Tuesday, March 4, 2014

Liar's Poker

When it comes to honesty, is there anything better than Liar's Poker?

Liar's Poker is a game in which two or more players lie to each other. Each person holds a dollar bill that is hidden from the other. Each takes a turn guessing how many twos or threes or fours or whatever are contained not just in the serial number of the bill s/he is holding, but in his or her bill plus the unseen serial number of an opponent. Each seeks to find a larger number than his/her opponent.

Two threes beats two twos, three sevens beats three sixes, five eights beats four eights or five sevens ... etc. All lying is permissible: A person with no nines is welcome to bet "three nines." If his opponent has two nines in his hand, s/he might estimate that the combined serial numbers might reasonably contain three nines.

The bets inch higher and higher until at some point one contestant decides that the other is lying and "calls." If there are eight numbers on one bill, there are sixteen numbers in total to lie about.

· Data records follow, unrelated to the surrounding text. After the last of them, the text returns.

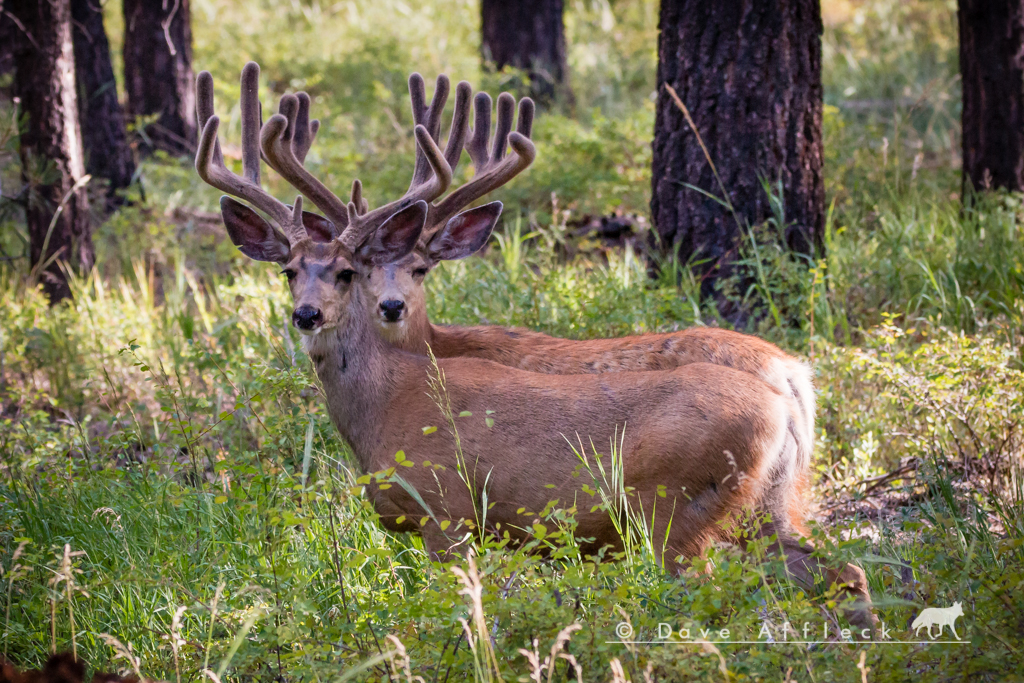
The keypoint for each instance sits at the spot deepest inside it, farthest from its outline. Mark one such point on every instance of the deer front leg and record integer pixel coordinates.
(440, 545)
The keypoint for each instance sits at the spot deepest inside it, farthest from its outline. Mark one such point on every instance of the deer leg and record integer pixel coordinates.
(684, 530)
(439, 545)
(805, 568)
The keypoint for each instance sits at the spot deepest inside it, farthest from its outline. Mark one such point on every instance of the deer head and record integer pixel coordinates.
(350, 243)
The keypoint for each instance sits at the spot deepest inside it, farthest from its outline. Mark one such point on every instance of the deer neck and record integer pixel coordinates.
(358, 372)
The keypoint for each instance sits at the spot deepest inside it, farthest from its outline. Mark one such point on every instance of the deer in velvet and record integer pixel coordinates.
(398, 301)
(711, 437)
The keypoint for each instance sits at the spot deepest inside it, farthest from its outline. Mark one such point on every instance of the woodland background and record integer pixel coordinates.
(173, 498)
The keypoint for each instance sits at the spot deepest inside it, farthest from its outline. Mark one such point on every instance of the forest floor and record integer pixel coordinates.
(173, 498)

But at a certain point the likelihood of seven fives, for example, dwindles. After the "call," both players lay down their bills, the truth of the last bet is measured against the serial numbers of both bills, and the winner gets his opponent's bill: If that last bet was "five fives" and there are five fives, the bettor wins; but if five fives turns out to be a lie, the one who called wins.

How much more straightforward could something get? All lying is not just permissible, it is expected. Lying and not lying are all part of the game, but in the end, the facts speak for themselves. It's a little like the (I think I read this somewhere) Italian court system that assumes those offering testimony will lie on their own behalf ... as distinct from the American judicial system that makes a great show of getting those testifying to swear to "tell the whole truth and nothing but the truth."

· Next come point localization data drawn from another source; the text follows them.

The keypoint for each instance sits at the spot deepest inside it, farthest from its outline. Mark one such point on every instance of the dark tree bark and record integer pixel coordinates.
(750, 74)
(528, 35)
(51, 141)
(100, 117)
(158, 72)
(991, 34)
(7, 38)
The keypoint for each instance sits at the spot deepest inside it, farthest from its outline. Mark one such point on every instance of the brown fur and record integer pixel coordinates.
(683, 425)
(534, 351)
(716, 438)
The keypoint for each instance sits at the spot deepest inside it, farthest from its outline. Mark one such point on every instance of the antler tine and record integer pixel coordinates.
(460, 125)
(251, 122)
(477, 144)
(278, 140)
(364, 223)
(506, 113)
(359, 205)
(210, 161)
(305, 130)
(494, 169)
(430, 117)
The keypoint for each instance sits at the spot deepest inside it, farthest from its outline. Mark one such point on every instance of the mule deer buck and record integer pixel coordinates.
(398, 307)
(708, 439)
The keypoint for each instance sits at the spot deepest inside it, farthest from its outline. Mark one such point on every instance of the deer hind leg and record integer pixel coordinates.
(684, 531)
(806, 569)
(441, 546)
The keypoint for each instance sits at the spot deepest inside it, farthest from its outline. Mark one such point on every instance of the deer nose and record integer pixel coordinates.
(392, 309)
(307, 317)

Liar's Poker: The truth comes out in the end. Wouldn't it be nice if the same yardstick were applied to spiritual endeavor ... that the assumption is not so much that anyone might be telling the truth, but rather, because of the nature of the game, everyone were bluffing or lying or possibly telling the truth? Wouldn't that be easier than lollygagging around, swearing to tell the truth, claiming to tell the truth, pretending to have the truth well in hand? Don't such assertions, whether cleverly disguised or not, run the risk of sinking the liar further into a liar's mud instead of into the winner's circle?

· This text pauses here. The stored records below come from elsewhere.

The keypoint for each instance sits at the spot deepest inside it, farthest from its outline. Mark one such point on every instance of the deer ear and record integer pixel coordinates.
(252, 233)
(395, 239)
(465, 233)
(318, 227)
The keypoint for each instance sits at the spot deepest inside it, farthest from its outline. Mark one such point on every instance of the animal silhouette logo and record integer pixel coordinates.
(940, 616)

Of course in Liar's Poker, there is a certifiable truth that comes out. In spiritual endeavor the certification comes from within, from an experience that brooks no doubt and does not require 'certification.' A (wo)man who can ride a bike doesn't ask for proof -- s/he just rides. Talking about it just slips back into a new game of Liar's Poker... which is dishonest in an honest cause.

I like the honest dishonesty of Liar's Poker. The dishonesties of spiritual endeavor are a bit more tricky -- few, for example, would see it as a fun game -- but the possibility of uncovering the truth does exist, I imagine.

After all, honesty counts.

1 comment:

  1. Brings to mind...

    One bright day in the middle of the night,
    Two dead boys got up to fight.
    Back to back they faced each other,
    drew their swords and shot each other.
    A deaf policeman heard the noise
    Ran and shot those two dead boys.
    And if you don't believe it's true,
    go ask the blind man, he saw it too.